Weet u wat ik geloof inzake de herhaling in de muziek? dat die noodig is als ontspanning. Ik heb het misschien al geschreven, maar ik geloof dat spanning – ontspanning toch wel een wet van het leven is, waaraan niet te ontkomen valt. Voortdurende spanning is niet mogelijk en ook niet voortdurende ontwikkeling. Er is, dunkt me, in de natuur ook herhaling: de nachtegaal komt ieder jaar op het zelfde plekje terug, wel niet op precies den zelfden dag – zooveel variatie is er wel – maar hij wenscht toch iets te herhalen; en het uitkomen en weer afsterven van de bladeren en de hoofdzakelijkste gebeurlijkheden in het menschelijk leven, het komt altijd weer terug, wel gevarieerd, maar dan tòch. Ik kan me niet aan de gedachte onttrekken, dat herhaling iets noodzakelijks is. De herhaling in het gebed is toch ook zooiets menschelijks, ik bedoel niet zoozeer de herhaling van een formule als wel de herhaling van bepaalde gedachten en gevoelens in vormen die elkaar niet veel ontloopen. – Voor het overige heb ik heelemaal geen hooge dunk van de ontvankelijkheid van het publiek; onze ervaring heeft ons geleerd dat de menschen bijna zonder uitzondering ontzettend traag in het opnemen zijn en voor uw systeem dus nog in de verste verte niet geprepareerd. Enfin, u gaat intusschen uw eigen weg, en dan zullen we wel weer verder zien (zooals dat heet). Moeder's meening over uw 3e symphonie was, zoover ik mij herinner, geen scherp omlijnde. Het was al mooi, dat wij, dank zij de repetities die wij bijgewoond hadden, iets hadden kunnen onderkennen; voor de meeste menschen was uw muziek een chaos. Met onderkennen bedoel ik dat wij hier en daar getroffen waren door schoonheden en dat wij constateerden: ja, het is de schepping van een werkelijk componist. Verder zijn wij niet gekomen. Zijn wij niet na het concert naar Parkzicht gegaan? (zonder Moeder). Wat zijn zulke napraterijen altijd teleurstellend. Ik heb er altijd weer behoefte aan; als ik zelf gespeeld heb of ik heb iets moois gehoord, wil ik nooit dadelijk naar huis, maar achteraf heb ik er haast altijd een kater over, omdat er nooit een verstandig woord gezegd wordt.

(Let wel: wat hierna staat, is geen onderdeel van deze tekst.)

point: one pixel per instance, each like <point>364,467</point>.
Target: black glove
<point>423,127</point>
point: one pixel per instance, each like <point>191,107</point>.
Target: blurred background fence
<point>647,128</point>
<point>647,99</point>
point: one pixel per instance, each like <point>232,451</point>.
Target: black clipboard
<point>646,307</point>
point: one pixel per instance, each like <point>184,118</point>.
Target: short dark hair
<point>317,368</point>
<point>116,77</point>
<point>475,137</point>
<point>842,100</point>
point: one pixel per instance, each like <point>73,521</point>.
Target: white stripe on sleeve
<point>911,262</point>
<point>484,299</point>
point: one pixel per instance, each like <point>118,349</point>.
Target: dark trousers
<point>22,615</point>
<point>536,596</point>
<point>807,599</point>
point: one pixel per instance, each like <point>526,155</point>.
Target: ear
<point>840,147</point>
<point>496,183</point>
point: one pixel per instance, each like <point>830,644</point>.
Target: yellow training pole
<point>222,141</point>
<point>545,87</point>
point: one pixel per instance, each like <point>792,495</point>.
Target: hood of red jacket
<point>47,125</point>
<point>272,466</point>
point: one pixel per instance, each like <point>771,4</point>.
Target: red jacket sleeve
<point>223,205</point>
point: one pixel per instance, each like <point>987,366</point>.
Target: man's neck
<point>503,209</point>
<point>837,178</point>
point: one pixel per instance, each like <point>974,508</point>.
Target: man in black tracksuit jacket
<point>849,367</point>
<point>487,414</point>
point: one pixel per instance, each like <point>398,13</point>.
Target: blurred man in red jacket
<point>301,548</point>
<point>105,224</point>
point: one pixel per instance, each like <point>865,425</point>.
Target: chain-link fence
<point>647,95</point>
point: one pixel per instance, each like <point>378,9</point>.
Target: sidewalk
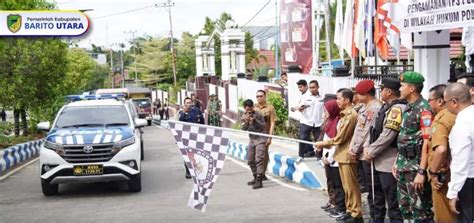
<point>290,149</point>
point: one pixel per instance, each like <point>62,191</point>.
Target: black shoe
<point>258,184</point>
<point>344,217</point>
<point>330,210</point>
<point>326,206</point>
<point>337,214</point>
<point>252,182</point>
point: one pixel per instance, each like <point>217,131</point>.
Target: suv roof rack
<point>73,98</point>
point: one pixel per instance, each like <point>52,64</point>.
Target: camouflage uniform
<point>416,123</point>
<point>214,107</point>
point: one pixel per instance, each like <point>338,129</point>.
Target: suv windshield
<point>93,116</point>
<point>142,103</point>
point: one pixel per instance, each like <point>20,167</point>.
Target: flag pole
<point>243,132</point>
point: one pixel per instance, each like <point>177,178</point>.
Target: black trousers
<point>339,196</point>
<point>389,188</point>
<point>466,202</point>
<point>305,132</point>
<point>377,203</point>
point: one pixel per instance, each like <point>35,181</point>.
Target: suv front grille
<point>76,154</point>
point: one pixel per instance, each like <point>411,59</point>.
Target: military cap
<point>412,77</point>
<point>328,97</point>
<point>390,83</point>
<point>465,75</point>
<point>363,87</point>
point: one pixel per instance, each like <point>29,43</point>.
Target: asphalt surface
<point>164,196</point>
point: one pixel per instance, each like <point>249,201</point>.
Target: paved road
<point>164,195</point>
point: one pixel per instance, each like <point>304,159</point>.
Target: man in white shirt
<point>311,118</point>
<point>461,140</point>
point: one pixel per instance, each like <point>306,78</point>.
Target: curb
<point>15,155</point>
<point>280,165</point>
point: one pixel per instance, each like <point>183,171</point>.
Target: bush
<point>281,111</point>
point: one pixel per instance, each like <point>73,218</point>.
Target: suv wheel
<point>49,189</point>
<point>135,184</point>
<point>142,151</point>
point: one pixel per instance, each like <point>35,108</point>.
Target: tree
<point>22,85</point>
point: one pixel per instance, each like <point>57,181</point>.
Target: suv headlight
<point>58,148</point>
<point>121,144</point>
<point>52,145</point>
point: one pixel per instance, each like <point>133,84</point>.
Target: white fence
<point>327,85</point>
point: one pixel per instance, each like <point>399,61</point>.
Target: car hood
<point>81,136</point>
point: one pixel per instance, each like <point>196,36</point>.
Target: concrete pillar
<point>204,56</point>
<point>431,56</point>
<point>232,52</point>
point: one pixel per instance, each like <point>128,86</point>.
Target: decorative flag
<point>380,31</point>
<point>359,29</point>
<point>348,27</point>
<point>203,150</point>
<point>370,13</point>
<point>339,26</point>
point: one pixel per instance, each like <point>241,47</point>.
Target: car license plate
<point>88,170</point>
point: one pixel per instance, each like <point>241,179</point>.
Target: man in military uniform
<point>366,95</point>
<point>438,160</point>
<point>414,191</point>
<point>192,115</point>
<point>347,166</point>
<point>382,150</point>
<point>253,121</point>
<point>269,114</point>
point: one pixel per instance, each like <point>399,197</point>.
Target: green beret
<point>412,77</point>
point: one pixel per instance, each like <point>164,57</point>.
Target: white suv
<point>92,141</point>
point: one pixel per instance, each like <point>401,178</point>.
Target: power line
<point>125,12</point>
<point>261,9</point>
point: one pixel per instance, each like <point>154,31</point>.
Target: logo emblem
<point>88,149</point>
<point>14,22</point>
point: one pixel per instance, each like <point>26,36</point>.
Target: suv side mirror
<point>44,126</point>
<point>140,122</point>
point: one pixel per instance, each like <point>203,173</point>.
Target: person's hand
<point>435,183</point>
<point>394,172</point>
<point>301,108</point>
<point>452,205</point>
<point>325,161</point>
<point>419,182</point>
<point>352,155</point>
<point>367,156</point>
<point>269,141</point>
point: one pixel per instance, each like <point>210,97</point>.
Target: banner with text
<point>43,23</point>
<point>429,15</point>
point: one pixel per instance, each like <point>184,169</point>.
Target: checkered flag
<point>203,150</point>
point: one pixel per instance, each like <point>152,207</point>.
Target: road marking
<point>269,177</point>
<point>18,169</point>
<point>247,167</point>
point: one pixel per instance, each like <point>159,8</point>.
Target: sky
<point>108,29</point>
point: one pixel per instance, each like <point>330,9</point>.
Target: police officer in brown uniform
<point>253,121</point>
<point>347,166</point>
<point>269,114</point>
<point>383,150</point>
<point>366,94</point>
<point>438,159</point>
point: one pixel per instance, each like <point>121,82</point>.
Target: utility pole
<point>134,52</point>
<point>169,4</point>
<point>121,65</point>
<point>277,41</point>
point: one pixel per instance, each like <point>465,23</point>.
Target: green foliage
<point>281,111</point>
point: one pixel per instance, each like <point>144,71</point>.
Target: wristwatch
<point>421,171</point>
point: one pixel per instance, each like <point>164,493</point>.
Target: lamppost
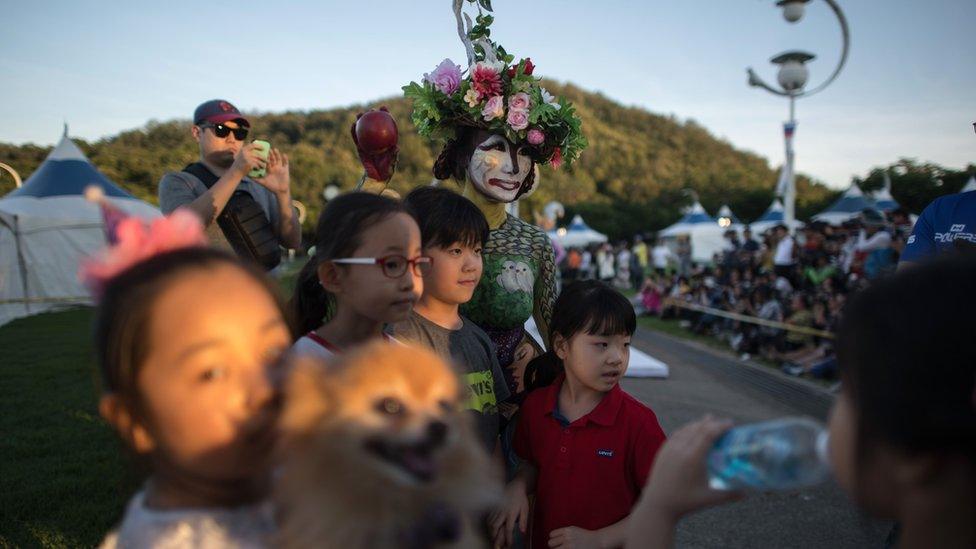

Pijper is indertijd door Dresden en Verhagen in het A.D. Fonds gehaald. Voor den vorm consulteerde Verhagen Moeder soms wel, maar hij deed nooit wat Moeder wilde en ging altijd zijn eigen gang. En toen Verhagen naar Zuid-Afrika is gegaan en Reeser secretaris is geworden, is de toestand niet veel verbeterd. Tegen dat ingrijpen van Pijper in het klavieruittreksel van Gijsbrecht hebben wij ons ook met hand en tand verzet, zonder dat het heeft mogen baten. Het is idioot zooiets te laten doen door iemand die geen pianist is. Een pianist speelt iets door en pakt vanzelf de handigste grepen, merkt dan dat het er niet zoo staat en verandert het. Pijper daarentegen is met zijn hersens gaan uitkienen wat hij eens zou kunnen vereenvoudigen, met het gevolg dat er een spichtige Gijsbrecht te voorschijn is gekomen. Het gekke is dat het eigenlijk door mijn toedoen gebeurd is. Ik had het klavieruittreksel van Elektra gecorrigeerd, ik had dat aan Dresden gevraagd, omdat ik vond dat ik de eenige was die zich voldoende met de kwestie van die tekst had bezig gehouden, en Dresden had het goed gevonden. Ik heb dat in Weenen gedaan en heb tot slot nog een heele brief met vragen aan Dresden geschreven over dingen, waarover ik niet alleen wilde beslissen, en daaronder waren ook enkele kleine wijzigingen ten behoeve van de speelbaarheid. Pappie maakte die klavieruittreksels voor zichzelf en of daar nu tremolo's in stonden, die op een piano niet uit te voeren zijn, kon hem niet schelen. Maar het leek mij dat er geen bezwaar was dat even te veranderen naar analogie van sommige plaatsen, waar Pappie zelf al aan de speelbaarheid had gedacht. Zoodoende is Dresden op het idee gekomen en toen moest Gijsbrecht ineens ook speelbaar gemaakt worden, maar door Pijper, die daar waarschijnlijk wat aan verdiende. Alle eerder uitgegeven klavieruittreksels zijn net zoo gedrukt als zij in het handschrift stonden

Wat de Lydische Nacht betreft, geloof ik dat het het beste is als Joanna en ik de muziek eens gaan studeeren (probeeren tijd ervoor te vinden), we kunnen dan al een heel eind beoordeelen of het zou gaan voor mezzo. Ja, als Bernac het kon zingen, dat zou mooi zijn! Heeft hij nooit eens iets van Pappie gezongen door de radio? hij was het wel van plan. Heel merkwaardig wat u schreef over Pelléas en de Ballade van Villon. Van de ruzie over Im grossen Schweigen hebt u niet verteld, misschien in dien weggeraakten brief? Hekking in de finale van Gijsbrecht zal wel prachtig geweest zijn; Pappie heeft hem na het feestconcert in '12 in dank daarvoor de biographie van Bizet door Pigot gegeven, die wij later weer teruggekregen hebben. Heeft Julie u die Pelléas gegeven, toen zij naar Frankrijk gingen? Wat zou er van haar geworden zijn? Sinds den oorlog hebben wij niet meer [haar] gehoord. Heb ik u verteld dat de heele Gijsbrecht verleden maand is uitgevoerd in Rotterdam in concertvorm? Wij zijn er niet heen gegaan, want de uitvoering geschiedde niet met ons goedvinden. Jany is gezwicht. Hij denkt zich daarmee te behoeden voor het gevaar dat Willem en Hendrik heeft achterhaald, wat er natuurlijk niets mee te maken heeft.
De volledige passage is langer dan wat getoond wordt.